Hoy el guarismo más confiable supera los 85,000 ciudadanos. Gente que perdió la vida por la letal gestión sanitaria del gobierno Vizcarra. No satisfecha con ello en plena crisis –julio 2020- Mazzetti juró como ministra de Salud. De arranque, no sinceró las cifras –lo prometió e incumplió- ni varió la política tanática de su predecesor, el Mengele criollo Zamora. Tampoco compró pruebas moleculares, extendiendo los contagios por falta de estadísticas y por absoluta ausencia de mecanismos de prevención a resultas de las muestras falsas fruto de las, para ese efecto, inútiles pruebas rápidas. Asimismo no compró –ni aceptó donaciones de- plantas de oxígeno, fundamentales para salvar vidas. Hasta acaba de rechazar el donativo de la Unión de Cementeras del Perú para entregarles plantas de oxígeno a los hospitales del Estado, precisamente cuando se anuncia el inicio de una segunda racha pandémica.

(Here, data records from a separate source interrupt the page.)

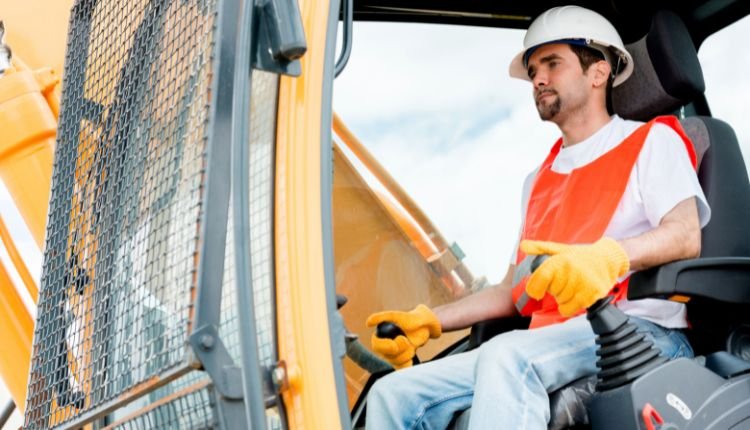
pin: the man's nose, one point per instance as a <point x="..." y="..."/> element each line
<point x="540" y="79"/>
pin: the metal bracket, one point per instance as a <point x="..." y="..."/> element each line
<point x="216" y="361"/>
<point x="279" y="39"/>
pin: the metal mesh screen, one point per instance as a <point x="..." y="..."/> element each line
<point x="162" y="408"/>
<point x="187" y="404"/>
<point x="122" y="236"/>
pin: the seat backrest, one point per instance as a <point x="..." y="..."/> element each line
<point x="668" y="76"/>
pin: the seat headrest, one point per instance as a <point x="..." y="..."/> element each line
<point x="667" y="72"/>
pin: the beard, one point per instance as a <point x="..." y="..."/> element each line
<point x="547" y="111"/>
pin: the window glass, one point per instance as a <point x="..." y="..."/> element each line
<point x="725" y="64"/>
<point x="435" y="105"/>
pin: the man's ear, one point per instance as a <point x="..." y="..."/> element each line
<point x="601" y="70"/>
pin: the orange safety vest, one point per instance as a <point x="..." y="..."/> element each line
<point x="577" y="207"/>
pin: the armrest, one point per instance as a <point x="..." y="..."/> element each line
<point x="486" y="330"/>
<point x="726" y="279"/>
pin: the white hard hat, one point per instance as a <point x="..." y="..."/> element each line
<point x="574" y="24"/>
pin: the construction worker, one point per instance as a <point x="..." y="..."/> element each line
<point x="612" y="197"/>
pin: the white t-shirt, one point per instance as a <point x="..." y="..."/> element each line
<point x="662" y="178"/>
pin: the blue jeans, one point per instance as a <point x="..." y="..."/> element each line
<point x="505" y="381"/>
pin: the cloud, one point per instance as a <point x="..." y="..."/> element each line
<point x="435" y="105"/>
<point x="437" y="108"/>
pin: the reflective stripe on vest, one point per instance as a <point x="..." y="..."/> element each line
<point x="577" y="207"/>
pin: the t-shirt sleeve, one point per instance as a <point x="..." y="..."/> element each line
<point x="525" y="193"/>
<point x="666" y="177"/>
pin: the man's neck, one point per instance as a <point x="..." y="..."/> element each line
<point x="580" y="127"/>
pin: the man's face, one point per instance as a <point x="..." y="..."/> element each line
<point x="558" y="79"/>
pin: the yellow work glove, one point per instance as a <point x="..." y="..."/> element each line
<point x="575" y="275"/>
<point x="418" y="326"/>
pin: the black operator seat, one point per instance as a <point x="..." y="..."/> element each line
<point x="667" y="77"/>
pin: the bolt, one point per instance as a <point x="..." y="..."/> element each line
<point x="278" y="376"/>
<point x="207" y="341"/>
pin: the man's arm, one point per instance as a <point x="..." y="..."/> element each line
<point x="677" y="237"/>
<point x="492" y="302"/>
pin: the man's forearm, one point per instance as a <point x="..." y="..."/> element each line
<point x="492" y="302"/>
<point x="677" y="237"/>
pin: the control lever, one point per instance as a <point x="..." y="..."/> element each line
<point x="388" y="330"/>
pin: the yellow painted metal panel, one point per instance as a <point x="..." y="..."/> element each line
<point x="303" y="332"/>
<point x="27" y="139"/>
<point x="16" y="325"/>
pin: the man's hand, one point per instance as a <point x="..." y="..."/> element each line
<point x="418" y="326"/>
<point x="575" y="275"/>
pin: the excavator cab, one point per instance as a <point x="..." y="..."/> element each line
<point x="216" y="235"/>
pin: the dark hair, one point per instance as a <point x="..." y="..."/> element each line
<point x="588" y="56"/>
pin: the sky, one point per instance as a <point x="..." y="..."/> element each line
<point x="437" y="108"/>
<point x="435" y="105"/>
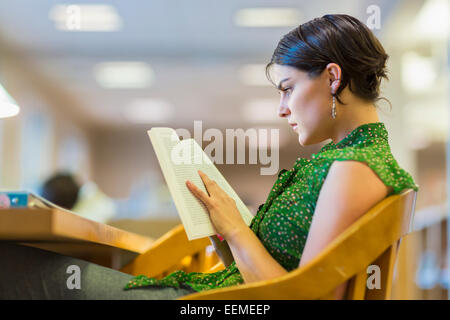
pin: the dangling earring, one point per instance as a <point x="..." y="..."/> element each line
<point x="333" y="109"/>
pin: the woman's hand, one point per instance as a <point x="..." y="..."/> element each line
<point x="222" y="208"/>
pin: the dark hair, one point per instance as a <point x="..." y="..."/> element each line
<point x="341" y="39"/>
<point x="62" y="190"/>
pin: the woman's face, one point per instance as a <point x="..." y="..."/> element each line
<point x="305" y="102"/>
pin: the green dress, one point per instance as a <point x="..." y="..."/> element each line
<point x="283" y="221"/>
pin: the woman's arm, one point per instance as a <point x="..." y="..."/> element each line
<point x="350" y="189"/>
<point x="222" y="250"/>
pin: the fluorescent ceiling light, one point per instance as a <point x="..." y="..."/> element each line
<point x="432" y="20"/>
<point x="149" y="111"/>
<point x="8" y="107"/>
<point x="267" y="17"/>
<point x="124" y="74"/>
<point x="418" y="72"/>
<point x="261" y="111"/>
<point x="85" y="17"/>
<point x="253" y="75"/>
<point x="430" y="117"/>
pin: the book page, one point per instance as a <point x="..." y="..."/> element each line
<point x="181" y="161"/>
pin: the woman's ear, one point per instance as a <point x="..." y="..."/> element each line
<point x="334" y="73"/>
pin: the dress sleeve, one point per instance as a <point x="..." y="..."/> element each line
<point x="380" y="159"/>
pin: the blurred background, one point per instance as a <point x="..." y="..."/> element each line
<point x="91" y="77"/>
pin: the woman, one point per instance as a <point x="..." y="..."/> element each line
<point x="328" y="72"/>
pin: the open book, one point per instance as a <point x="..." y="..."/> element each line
<point x="179" y="161"/>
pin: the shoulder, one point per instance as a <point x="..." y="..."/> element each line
<point x="352" y="185"/>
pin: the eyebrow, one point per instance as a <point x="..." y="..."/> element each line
<point x="279" y="85"/>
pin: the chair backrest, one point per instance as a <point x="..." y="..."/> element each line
<point x="372" y="239"/>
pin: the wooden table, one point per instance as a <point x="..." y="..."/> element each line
<point x="71" y="235"/>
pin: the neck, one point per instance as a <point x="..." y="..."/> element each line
<point x="349" y="117"/>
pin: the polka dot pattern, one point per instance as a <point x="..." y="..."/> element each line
<point x="283" y="221"/>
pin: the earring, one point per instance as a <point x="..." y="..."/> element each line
<point x="333" y="109"/>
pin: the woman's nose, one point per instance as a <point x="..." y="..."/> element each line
<point x="283" y="111"/>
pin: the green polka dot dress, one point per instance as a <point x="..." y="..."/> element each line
<point x="283" y="221"/>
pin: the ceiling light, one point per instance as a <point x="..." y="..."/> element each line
<point x="8" y="107"/>
<point x="124" y="74"/>
<point x="267" y="17"/>
<point x="418" y="72"/>
<point x="261" y="111"/>
<point x="253" y="75"/>
<point x="85" y="17"/>
<point x="149" y="111"/>
<point x="432" y="20"/>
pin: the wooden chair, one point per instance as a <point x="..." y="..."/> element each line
<point x="372" y="240"/>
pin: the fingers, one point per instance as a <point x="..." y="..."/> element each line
<point x="209" y="184"/>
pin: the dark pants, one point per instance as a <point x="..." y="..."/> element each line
<point x="31" y="273"/>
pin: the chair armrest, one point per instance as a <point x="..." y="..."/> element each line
<point x="165" y="252"/>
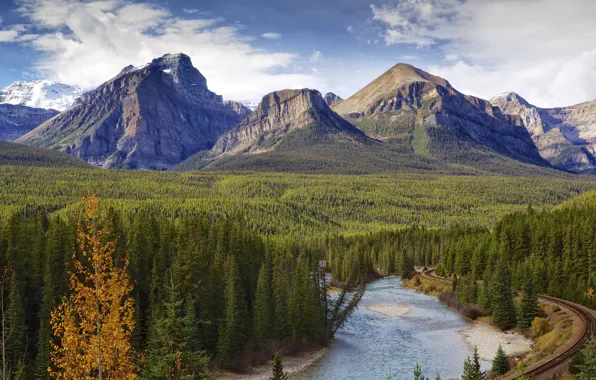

Tampoco adquirió camas UCI para equipar nosocomios públicos. Hasta aquí, su gestión es abyectamente desastrosa. ¡Falta lo peor! Vizcarra junto a Mazzetti dejaron al Perú sin la vacuna contra el Covid. Al menos hasta el año 2022. Y en un mes y días de gestión, Sagasti no ha movido un dedo junto a su ministra Mazzetti para enmendar el entuerto de su predecesor. Esta gente de pacotilla, incapacitada para ejercer los elevados cargos que ocupa -con el agravante que Vizcarra sólo tiene un doctorado en manipulación al Estado-, no gobierna para la sociedad. Lo hace sólo en beneficio propio. ¡Pese al juramento hipocrático, a Mazzetti le importa un caracol la salud de Juan Pueblo!

Apostilla. Pregúntenle a Vizcarra, cabecilla de esta generación de antigobernantes, qué fue de las decenas de hospitales que prometió construir. No como el de Moquegua, que tardó casi una década, continúa sin funcionar completamente, y de él salieron varios millones de soles a los bolsillos de la gestión que presidiera este sujeto incorregible.